The immediate share price impact of this disclosure was not evident, as such initial director interest filings are typically viewed as compliance formalities rather than market-moving events. Nonetheless, Hall’s tenure commencement and initial equity position mark the start of a phase where market participants will evaluate leadership continuity, strategic communication, and financial performance under his guidance.

Context of Sign-On Awards in Executive Remuneration

Sign-on equity awards have become common in senior executive remuneration packages in Australia and New Zealand. They compensate incoming executives for lost entitlements at previous employers, align interests with shareholders, and signal board confidence in the executive’s long-term contribution.

Hall’s 13,274 shares, granted via sign-on award rather than market purchase, form part of his employment terms. The disclosure does not specify the award’s monetary value, any attached conditions, or whether the shares are subject to escrow or disposal restrictions. Shareholders seeking comprehensive details on Hall’s remuneration, including long-term incentives and performance rights, should consult EBOS Group’s Annual Report and remuneration disclosures.

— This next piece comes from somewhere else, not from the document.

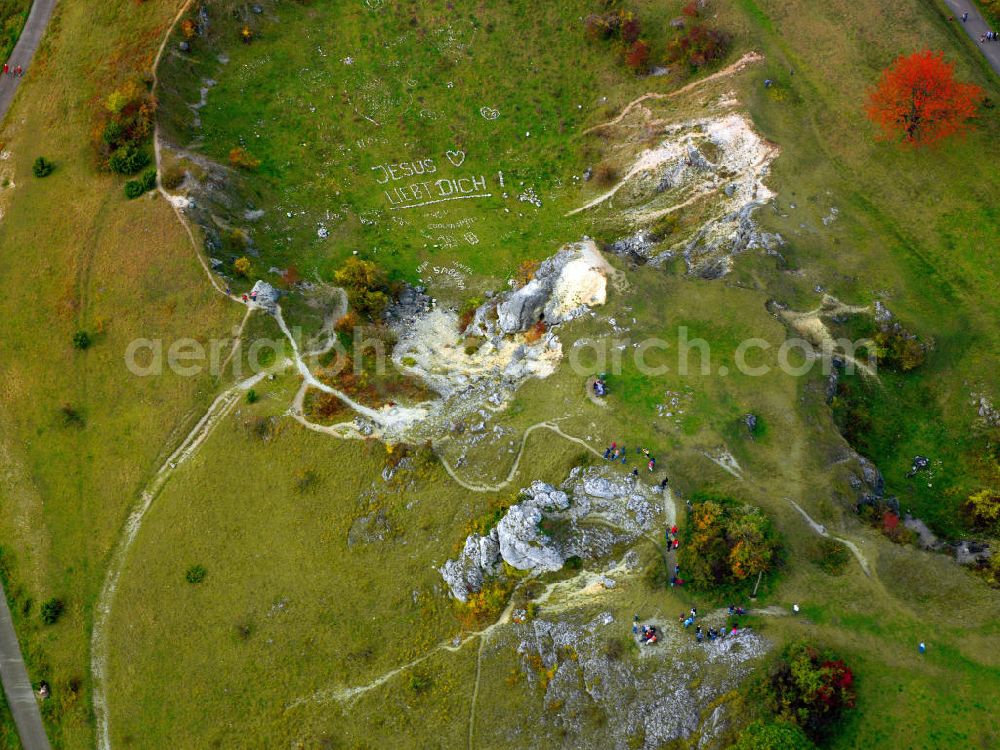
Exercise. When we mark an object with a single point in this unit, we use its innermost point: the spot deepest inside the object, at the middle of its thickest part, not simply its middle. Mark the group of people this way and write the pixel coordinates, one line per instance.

Future Disclosure Obligations and Investor Focus on Strategic Direction

Following this initial filing, Adam Hall must comply with ongoing disclosure requirements under the Financial Markets Conduct Act 2013, notifying NZX Limited of any changes to his relevant interests in EBOS Group’s quoted financial products. This includes on-market share transactions and grants of new equity instruments such as performance rights or options. Each event triggers further disclosure, maintaining a transparent record of Hall’s evolving equity stake.

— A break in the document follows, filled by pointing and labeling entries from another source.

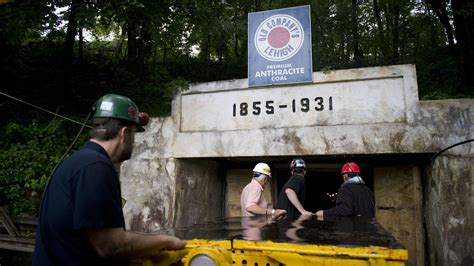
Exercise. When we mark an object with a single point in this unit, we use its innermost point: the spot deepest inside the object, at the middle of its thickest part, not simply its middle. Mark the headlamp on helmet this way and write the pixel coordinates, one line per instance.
(262, 168)
(120, 107)
(298, 163)
(350, 168)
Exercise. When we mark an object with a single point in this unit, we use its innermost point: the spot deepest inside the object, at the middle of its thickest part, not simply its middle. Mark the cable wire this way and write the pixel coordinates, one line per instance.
(42, 109)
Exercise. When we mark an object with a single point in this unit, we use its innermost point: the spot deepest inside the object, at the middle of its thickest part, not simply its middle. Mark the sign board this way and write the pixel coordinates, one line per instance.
(279, 46)
(369, 101)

Beyond regulatory compliance, investors will closely watch Hall’s articulation of EBOS Group’s strategic vision, including acquisition plans, capital allocation, and management of its diverse healthcare and animal care businesses. Upcoming investor presentations, earnings guidance, and strategic announcements under Hall’s leadership will provide critical insights into his priorities for one of Australasia’s foremost healthcare companies.